Flow Matching (FM) has recently emerged as a principled and efficient alternative to diffusion models. Standard FM encourages the learned velocity field to follow a target direction; however, it may accumulate errors along the trajectory and drive samples off the data manifold, leading to perceptual degradation, especially in lightweight or low-step configurations. To enhance stability and generalization, we extend FM into a balanced attract-repel scheme that provides explicit guidance on both "where to go" and "where not to go." To be formal, we propose \textbf{Velocity Contrastive Regularization (VeCoR)}, a complementary training scheme for flow-based generative modeling that augments the standard FM objective with contrastive, two-sided supervision. VeCoR not only aligns the predicted velocity with a stable reference direction (positive supervision) but also pushes it away from inconsistent, off-manifold directions (negative supervision). This contrastive formulation transforms FM from a purely attractive, one-sided objective into a two-sided training signal, regularizing trajectory evolution and improving perceptual fidelity across datasets and backbones. On ImageNet-1K 256$\times$256, VeCoR yields 22\% and 35\% relative FID reductions on SiT-XL/2 and REPA-SiT-XL/2 backbones, respectively, and achieves further FID gains (32\% relative) on MS-COCO text-to-image generation, demonstrating consistent improvements in stability, convergence, and image quality, particularly in low-step and lightweight settings. Project page: https://p458732.github.io/VeCoR_Project_Page/

Figures (7)

• Figure 1: Supervision and trajectory behavior.Left—Standard Flow Matching (SFM): trained only with positive supervision toward the ground-truth velocity (blue), the predicted trajectory (purple) may slightly deviate from the data manifold, sometimes leading to less stable generations.

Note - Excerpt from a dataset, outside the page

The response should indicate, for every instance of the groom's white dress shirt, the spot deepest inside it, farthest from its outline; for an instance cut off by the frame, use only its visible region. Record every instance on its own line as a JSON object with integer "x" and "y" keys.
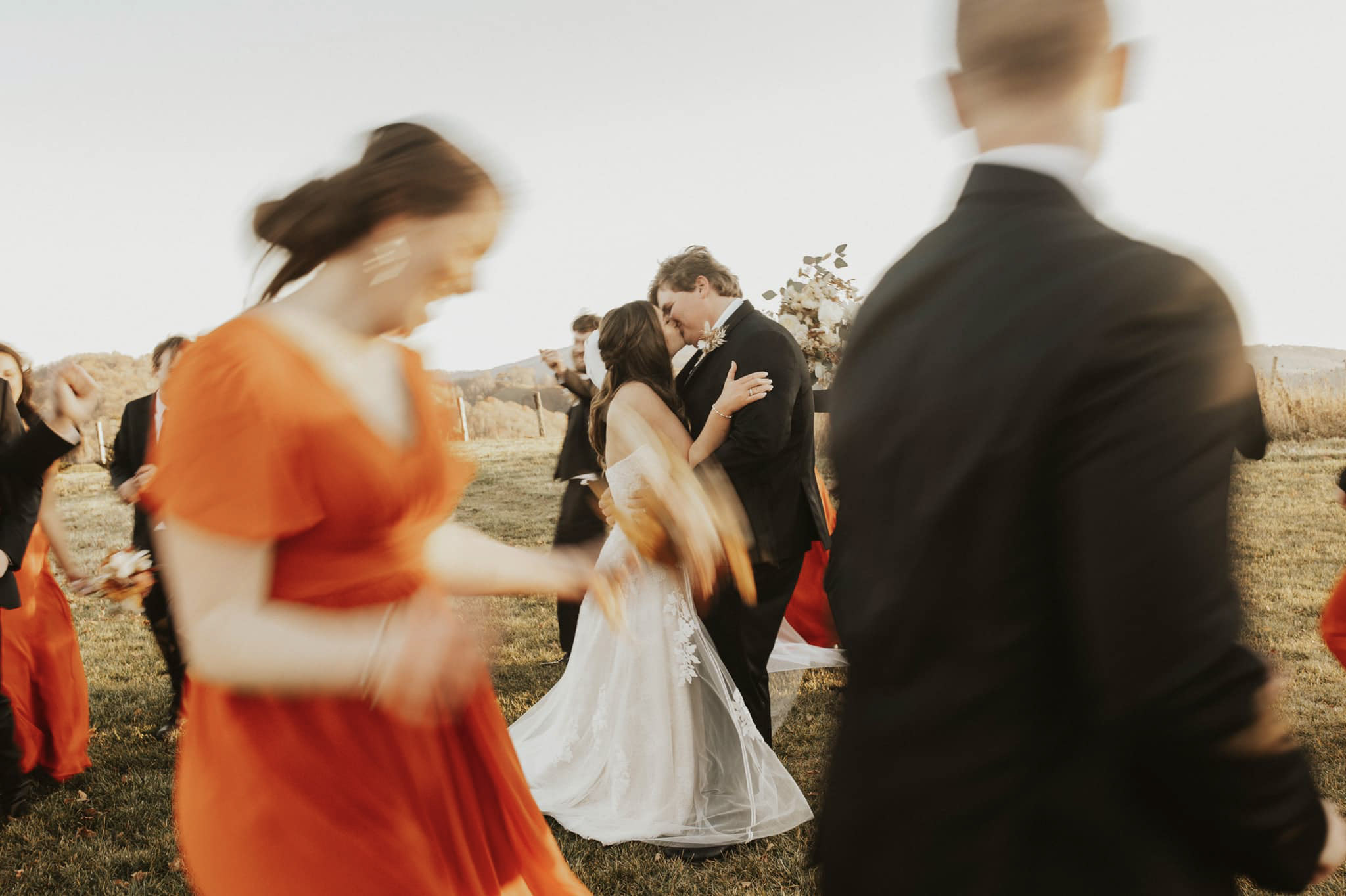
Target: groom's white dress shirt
{"x": 1068, "y": 164}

Right—VeCoR: by contrastively suppressing negative trajectories (red path and ×), VeCoR adds negative supervision that discourages off-manifold deviations and guides trajectories back toward the data manifold, improving stability and perceptual fidelity.
• Figure 2: VeCoR refines strong SiT baselines by suppressing negative trajectories and improving stability and perceptual fidelity. Although SiT already produces plausible ImageNet-1K 256$\times$256 samples, its sampling trajectories can still drift from the ground truth, causing color/contrast shifts, geometric distortions, blur, and artifacts; VeCoR reduces these issues under identical sampling (same seed, 50 NFEs, Euler--Maruyama). (a) Color/contrast: VeCoR yields a more saturated, uniform sky and wolf hues closer to the ground truth. (b) Geometric consistency: SiT bends the boat and distorts the lamp shade, while VeCoR produces a level hull and a lamp shade closer to the true shape. (c) Deblurring/sharpening: previously soft boundaries become crisp. (d) Artifact removal: SiT hallucinates extraneous structures (e.g., a mechanical arm near the spire; a protrusion above the bird’s beak), whereas VeCoR removes them, restoring clean, plausible shapes and textures.
• Figure 3: Overview of the proposed Velocity-Contrastive Regularization (VeCoR) framework. VeCoR enhances flow matching (FM) by introducing a balanced, bidirectional supervision mechanism in the velocity space. Instead of relying solely on positive guidance toward the ground-truth flow, VeCoR incorporates complementary contrastive cues that define counter-directional references across multiple representational domains. These perturbations—spanning (I) image, (II) latent, and (III) velocity spaces—are implemented through lightweight, augmentation-like transformations that preserve semantic consistency while altering dynamic behaviors. The resulting positive and negative velocities, $\hat{v}_{+}$ and $\hat{v}_{-}$, jointly guide the model-predicted velocity $v_\theta$ toward stable and coherent dynamics while discouraging drifts toward unstable regions. The visualization (bottom right) illustrates how negative velocity guidance can induce off-manifold deviations, leading to degraded sample quality.
• Figure 4: Qualitative comparison between REPA and our REPA-based method (VeCoR) in terms of training convergence and denoising efficiency. We compare the images generated by two SiT-XL/2 + REPA models during the first 400K iterations, one of which integrates our method, VeCoR. Both models share the same noise, sampler, and number of sampling steps, and neither uses classifier-free guidance. The left panel shows results at different training iterations. While REPA demonstrates effectiveness in accelerating convergence, our VeCoR further improves the convergence speed. The right panel illustrates the denoising process, showing that our method not only enhances training convergence but also enables the model to predict more reliable velocity fields and reconstruct the data manifold more accurately under low-step settings.
• Figure 5: Ablation on the regularization coefficient $\lambda$. Comparison illustrating that a moderate $\lambda$ (=0.05) yields the most natural and detailed images, while smaller or larger values cause artifacts or over-smoothed geometry.